The Communications Data Bill announced in the Queen's Speech proposes to update the law on how and what information is collected and retained to ensure that law enforcement and intelligence agencies continue to have access to communications data. In 2008 the Labour Government sought to bring in a Communications Data Bill on similar lines but it was dropped due to opposition.
While the Bill has not yet been published, it is understood that the Bill will establish an updated framework for the collection and retention of communications data by service providers so that emails, phone calls and internet use can be monitored by law enforcement bodies. It has been stressed that this will not include the content of emails or conversations on a phone. The information collected would include the time and duration of the communication, the telephone number or email address which has been contacted and the location of the origin of the communication.

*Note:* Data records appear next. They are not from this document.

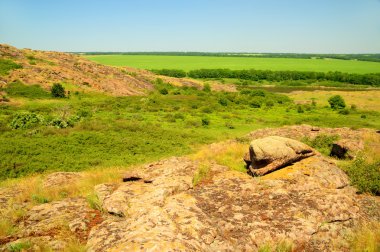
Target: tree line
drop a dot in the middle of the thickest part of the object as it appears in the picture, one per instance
(362, 57)
(257, 75)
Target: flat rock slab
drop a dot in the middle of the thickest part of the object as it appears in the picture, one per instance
(271, 153)
(311, 205)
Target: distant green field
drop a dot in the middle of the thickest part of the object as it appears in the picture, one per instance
(236, 63)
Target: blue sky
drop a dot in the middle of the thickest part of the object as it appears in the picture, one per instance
(313, 26)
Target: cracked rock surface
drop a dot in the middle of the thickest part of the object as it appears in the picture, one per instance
(157, 208)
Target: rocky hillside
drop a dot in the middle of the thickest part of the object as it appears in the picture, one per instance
(45, 68)
(309, 205)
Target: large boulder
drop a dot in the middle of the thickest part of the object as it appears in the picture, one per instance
(271, 153)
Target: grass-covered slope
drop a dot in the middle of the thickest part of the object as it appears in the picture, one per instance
(41, 133)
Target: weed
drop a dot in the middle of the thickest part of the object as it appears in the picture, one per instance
(201, 173)
(323, 143)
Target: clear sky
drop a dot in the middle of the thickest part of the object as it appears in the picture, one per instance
(309, 26)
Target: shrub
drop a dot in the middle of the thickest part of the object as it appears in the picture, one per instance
(269, 103)
(300, 109)
(313, 102)
(7, 65)
(255, 104)
(179, 116)
(223, 101)
(25, 120)
(18, 89)
(205, 121)
(164, 91)
(344, 112)
(57, 91)
(323, 143)
(337, 102)
(193, 123)
(206, 88)
(229, 125)
(207, 110)
(364, 175)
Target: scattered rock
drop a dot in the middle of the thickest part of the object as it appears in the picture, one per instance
(247, 160)
(308, 202)
(57, 179)
(271, 153)
(346, 148)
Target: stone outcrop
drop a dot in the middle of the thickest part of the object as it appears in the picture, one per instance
(346, 148)
(58, 179)
(157, 208)
(271, 153)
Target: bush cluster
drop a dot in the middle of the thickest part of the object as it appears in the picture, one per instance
(257, 75)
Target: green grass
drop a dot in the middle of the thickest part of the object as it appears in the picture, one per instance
(7, 65)
(17, 89)
(123, 131)
(236, 63)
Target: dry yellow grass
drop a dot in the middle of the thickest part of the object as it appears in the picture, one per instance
(227, 153)
(372, 146)
(366, 238)
(364, 100)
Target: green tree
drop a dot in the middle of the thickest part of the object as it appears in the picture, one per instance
(58, 90)
(337, 102)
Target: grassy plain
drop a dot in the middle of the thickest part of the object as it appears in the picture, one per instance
(236, 63)
(367, 100)
(91, 130)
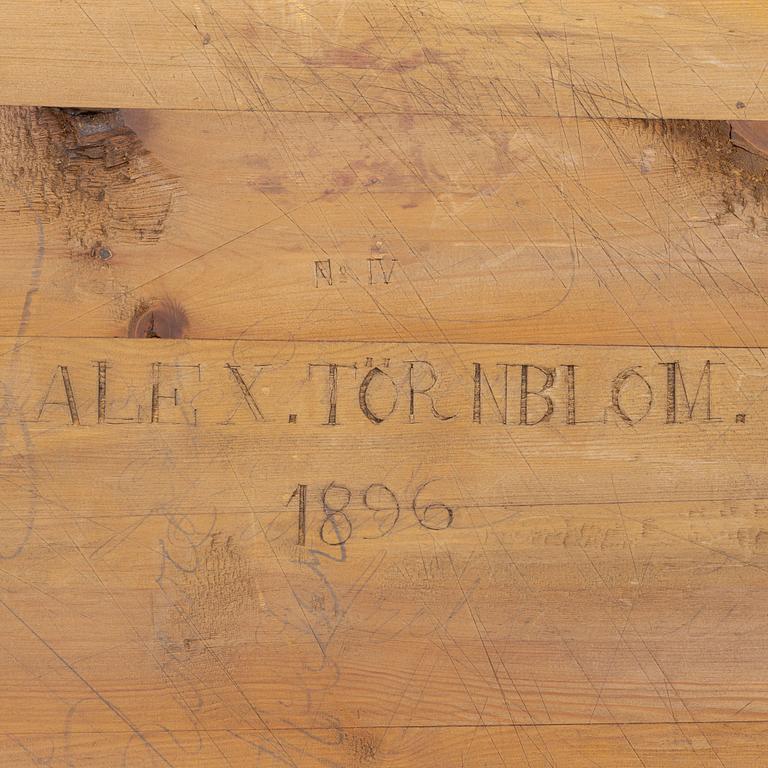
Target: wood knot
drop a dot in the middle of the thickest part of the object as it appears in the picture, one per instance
(162, 320)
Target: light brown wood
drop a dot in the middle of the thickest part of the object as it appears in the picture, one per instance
(385, 228)
(671, 58)
(375, 393)
(541, 583)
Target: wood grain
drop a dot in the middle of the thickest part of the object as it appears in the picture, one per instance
(568, 588)
(388, 228)
(383, 385)
(588, 57)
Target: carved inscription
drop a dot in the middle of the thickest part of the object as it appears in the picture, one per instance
(376, 390)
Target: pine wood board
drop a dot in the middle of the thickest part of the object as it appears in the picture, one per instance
(388, 228)
(683, 59)
(583, 587)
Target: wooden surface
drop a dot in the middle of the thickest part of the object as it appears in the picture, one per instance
(671, 58)
(372, 397)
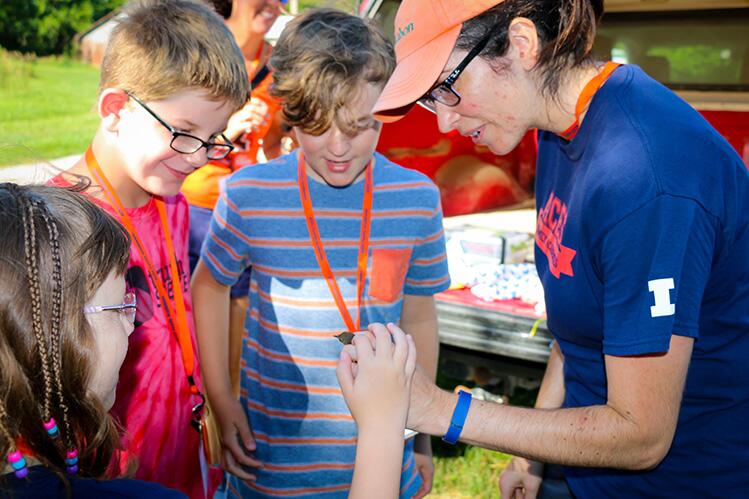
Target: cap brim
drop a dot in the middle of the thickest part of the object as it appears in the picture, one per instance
(414, 76)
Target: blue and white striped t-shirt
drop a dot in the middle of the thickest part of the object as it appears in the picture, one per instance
(305, 434)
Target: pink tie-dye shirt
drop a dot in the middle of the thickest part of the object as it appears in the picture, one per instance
(154, 401)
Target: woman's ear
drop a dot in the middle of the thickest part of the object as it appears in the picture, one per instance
(524, 42)
(111, 102)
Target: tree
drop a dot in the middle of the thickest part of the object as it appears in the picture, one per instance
(48, 26)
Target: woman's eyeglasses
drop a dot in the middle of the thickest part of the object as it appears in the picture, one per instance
(127, 308)
(444, 92)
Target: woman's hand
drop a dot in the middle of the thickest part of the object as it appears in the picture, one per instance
(375, 374)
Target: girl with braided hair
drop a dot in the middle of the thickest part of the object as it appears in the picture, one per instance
(65, 319)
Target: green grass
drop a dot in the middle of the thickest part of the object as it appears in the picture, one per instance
(466, 472)
(46, 108)
(463, 471)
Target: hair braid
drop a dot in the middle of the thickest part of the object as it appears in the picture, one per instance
(3, 429)
(32, 273)
(55, 338)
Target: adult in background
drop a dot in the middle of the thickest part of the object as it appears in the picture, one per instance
(253, 129)
(641, 244)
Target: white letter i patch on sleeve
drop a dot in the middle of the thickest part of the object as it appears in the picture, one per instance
(661, 292)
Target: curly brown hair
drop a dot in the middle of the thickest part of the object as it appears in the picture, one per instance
(56, 251)
(320, 63)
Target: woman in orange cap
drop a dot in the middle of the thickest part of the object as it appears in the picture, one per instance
(641, 246)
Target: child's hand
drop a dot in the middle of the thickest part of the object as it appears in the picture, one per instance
(252, 117)
(237, 441)
(377, 387)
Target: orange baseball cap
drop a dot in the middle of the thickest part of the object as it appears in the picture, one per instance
(425, 35)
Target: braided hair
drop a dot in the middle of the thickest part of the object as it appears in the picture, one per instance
(58, 250)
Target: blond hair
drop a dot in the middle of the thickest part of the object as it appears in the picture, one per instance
(162, 47)
(320, 63)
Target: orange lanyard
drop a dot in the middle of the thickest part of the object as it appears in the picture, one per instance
(317, 245)
(179, 326)
(586, 96)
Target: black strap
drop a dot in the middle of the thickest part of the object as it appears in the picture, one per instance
(259, 76)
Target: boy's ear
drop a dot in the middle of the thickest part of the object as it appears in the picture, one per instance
(111, 102)
(524, 42)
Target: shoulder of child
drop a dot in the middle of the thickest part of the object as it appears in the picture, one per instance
(281, 168)
(123, 488)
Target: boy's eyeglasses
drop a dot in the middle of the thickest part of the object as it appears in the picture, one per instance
(127, 308)
(444, 92)
(188, 144)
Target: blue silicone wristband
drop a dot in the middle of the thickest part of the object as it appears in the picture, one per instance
(459, 418)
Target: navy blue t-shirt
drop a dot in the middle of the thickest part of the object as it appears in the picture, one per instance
(42, 482)
(643, 232)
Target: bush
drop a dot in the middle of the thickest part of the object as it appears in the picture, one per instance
(16, 67)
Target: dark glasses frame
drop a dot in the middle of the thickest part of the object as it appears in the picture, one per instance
(214, 150)
(444, 92)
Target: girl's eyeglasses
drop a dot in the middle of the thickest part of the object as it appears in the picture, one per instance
(127, 307)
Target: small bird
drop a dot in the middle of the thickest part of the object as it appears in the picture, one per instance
(345, 337)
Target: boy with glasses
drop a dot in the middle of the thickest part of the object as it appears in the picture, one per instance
(171, 77)
(337, 237)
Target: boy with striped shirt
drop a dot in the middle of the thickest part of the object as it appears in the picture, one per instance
(337, 237)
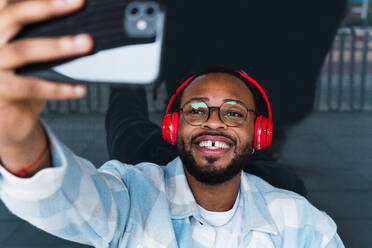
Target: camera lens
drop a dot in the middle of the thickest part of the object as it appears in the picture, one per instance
(134, 11)
(150, 11)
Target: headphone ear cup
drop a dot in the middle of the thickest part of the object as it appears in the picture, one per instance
(262, 133)
(269, 133)
(169, 128)
(167, 120)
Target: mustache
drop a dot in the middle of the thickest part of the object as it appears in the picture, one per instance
(213, 133)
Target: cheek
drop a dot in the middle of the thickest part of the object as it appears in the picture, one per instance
(245, 135)
(183, 132)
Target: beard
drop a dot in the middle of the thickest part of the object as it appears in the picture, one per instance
(209, 174)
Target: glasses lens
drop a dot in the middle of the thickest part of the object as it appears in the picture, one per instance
(233, 113)
(195, 112)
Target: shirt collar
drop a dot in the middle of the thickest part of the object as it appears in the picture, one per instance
(182, 203)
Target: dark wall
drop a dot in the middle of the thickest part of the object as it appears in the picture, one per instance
(281, 44)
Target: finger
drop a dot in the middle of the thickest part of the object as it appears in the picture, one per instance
(24, 12)
(20, 88)
(35, 50)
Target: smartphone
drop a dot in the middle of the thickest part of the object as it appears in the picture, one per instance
(128, 42)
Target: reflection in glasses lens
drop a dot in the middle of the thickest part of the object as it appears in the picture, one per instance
(232, 113)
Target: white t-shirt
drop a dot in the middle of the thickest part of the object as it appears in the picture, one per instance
(226, 224)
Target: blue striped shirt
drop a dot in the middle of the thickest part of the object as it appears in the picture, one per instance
(147, 205)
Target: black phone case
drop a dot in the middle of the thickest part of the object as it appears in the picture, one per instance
(102, 19)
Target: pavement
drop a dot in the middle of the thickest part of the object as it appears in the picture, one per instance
(330, 151)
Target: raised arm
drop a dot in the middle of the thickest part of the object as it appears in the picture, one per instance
(71, 199)
(22, 99)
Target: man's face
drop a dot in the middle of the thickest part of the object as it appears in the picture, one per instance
(221, 162)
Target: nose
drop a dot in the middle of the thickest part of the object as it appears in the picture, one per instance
(214, 121)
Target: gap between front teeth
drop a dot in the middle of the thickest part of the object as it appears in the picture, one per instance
(213, 145)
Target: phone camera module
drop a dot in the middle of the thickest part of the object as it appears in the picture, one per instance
(150, 11)
(134, 11)
(140, 20)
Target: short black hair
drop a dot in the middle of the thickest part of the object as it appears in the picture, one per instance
(261, 107)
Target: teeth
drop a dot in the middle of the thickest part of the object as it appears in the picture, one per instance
(213, 145)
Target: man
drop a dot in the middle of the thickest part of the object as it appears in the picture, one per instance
(201, 199)
(132, 138)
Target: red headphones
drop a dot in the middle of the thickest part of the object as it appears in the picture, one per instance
(263, 126)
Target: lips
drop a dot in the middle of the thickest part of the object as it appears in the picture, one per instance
(213, 144)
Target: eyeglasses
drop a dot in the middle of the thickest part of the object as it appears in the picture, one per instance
(232, 113)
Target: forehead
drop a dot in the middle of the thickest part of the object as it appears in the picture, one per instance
(217, 87)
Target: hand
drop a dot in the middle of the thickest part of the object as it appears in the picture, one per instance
(23, 98)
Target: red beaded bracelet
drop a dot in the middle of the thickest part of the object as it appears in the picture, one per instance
(23, 172)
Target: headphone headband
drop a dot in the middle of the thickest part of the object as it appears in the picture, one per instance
(263, 126)
(243, 74)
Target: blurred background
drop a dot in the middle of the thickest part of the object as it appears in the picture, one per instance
(314, 60)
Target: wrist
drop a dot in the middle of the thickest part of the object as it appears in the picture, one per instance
(29, 156)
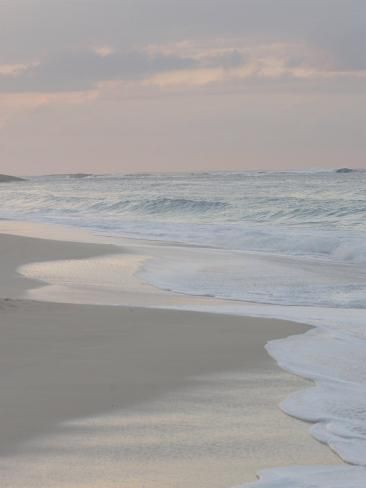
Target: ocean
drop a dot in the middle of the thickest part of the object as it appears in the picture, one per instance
(282, 244)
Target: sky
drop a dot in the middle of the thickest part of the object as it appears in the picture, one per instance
(173, 85)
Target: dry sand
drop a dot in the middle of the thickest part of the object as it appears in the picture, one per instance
(61, 362)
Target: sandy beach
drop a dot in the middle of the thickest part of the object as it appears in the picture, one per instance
(62, 364)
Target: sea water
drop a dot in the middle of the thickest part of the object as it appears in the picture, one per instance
(282, 244)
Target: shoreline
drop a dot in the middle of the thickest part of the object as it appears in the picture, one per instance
(138, 356)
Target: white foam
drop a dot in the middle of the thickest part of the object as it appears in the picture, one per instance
(312, 477)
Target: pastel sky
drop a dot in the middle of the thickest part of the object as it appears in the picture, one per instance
(143, 85)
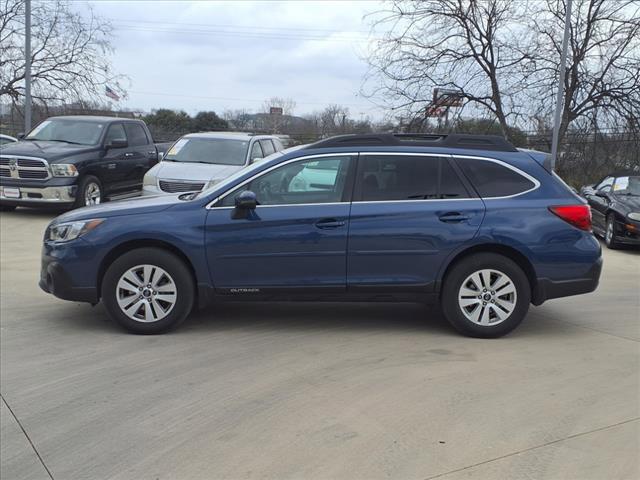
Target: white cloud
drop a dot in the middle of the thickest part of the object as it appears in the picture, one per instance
(219, 55)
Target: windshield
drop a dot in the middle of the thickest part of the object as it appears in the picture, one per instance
(627, 186)
(221, 151)
(76, 131)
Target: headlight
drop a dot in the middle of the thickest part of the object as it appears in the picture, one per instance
(212, 183)
(149, 181)
(64, 170)
(63, 232)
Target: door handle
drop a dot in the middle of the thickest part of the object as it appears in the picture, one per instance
(453, 217)
(327, 223)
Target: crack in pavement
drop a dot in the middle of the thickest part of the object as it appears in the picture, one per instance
(27, 436)
(440, 475)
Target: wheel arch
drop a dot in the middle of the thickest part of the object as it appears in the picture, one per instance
(507, 251)
(129, 245)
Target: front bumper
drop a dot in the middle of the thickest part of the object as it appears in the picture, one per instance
(150, 190)
(547, 289)
(33, 196)
(67, 271)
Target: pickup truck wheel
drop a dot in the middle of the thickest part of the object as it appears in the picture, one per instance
(89, 192)
(148, 291)
(485, 295)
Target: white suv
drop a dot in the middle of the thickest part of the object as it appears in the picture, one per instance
(199, 160)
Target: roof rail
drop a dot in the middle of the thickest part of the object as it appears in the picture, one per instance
(451, 140)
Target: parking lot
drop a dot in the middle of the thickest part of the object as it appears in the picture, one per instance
(357, 391)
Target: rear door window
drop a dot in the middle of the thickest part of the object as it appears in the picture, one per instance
(256, 152)
(136, 134)
(408, 177)
(115, 132)
(267, 147)
(492, 179)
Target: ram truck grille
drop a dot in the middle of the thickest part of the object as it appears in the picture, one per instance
(13, 166)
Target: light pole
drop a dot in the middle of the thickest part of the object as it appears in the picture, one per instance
(560, 96)
(27, 66)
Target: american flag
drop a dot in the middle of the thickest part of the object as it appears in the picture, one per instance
(111, 94)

Unsurprisingly, privacy campaigners have expressed concern. While security experts say that we need to keep pace with technological change and enable the law to allow monitoring of new methods of communication such as Skype and social media.
There will be strict safeguards such as measures to protect the data from unauthorised access and a 12 month limit for which the data may be retained. It is understood that the Information Commissioner will have some responsibility for reviewing the security and destruction measures. In addition, the commissioner responsible for scrutinising MI5's interception of communications (the Interception of Communications Commissioner) will have greater powers to oversee the collection of this data. The role of the Investigatory Powers Tribunal will also be extended to provide individuals with a means to complain and request an independent review.
The Information Commissioner's Office has issued a statement (which Gary has already retweeted).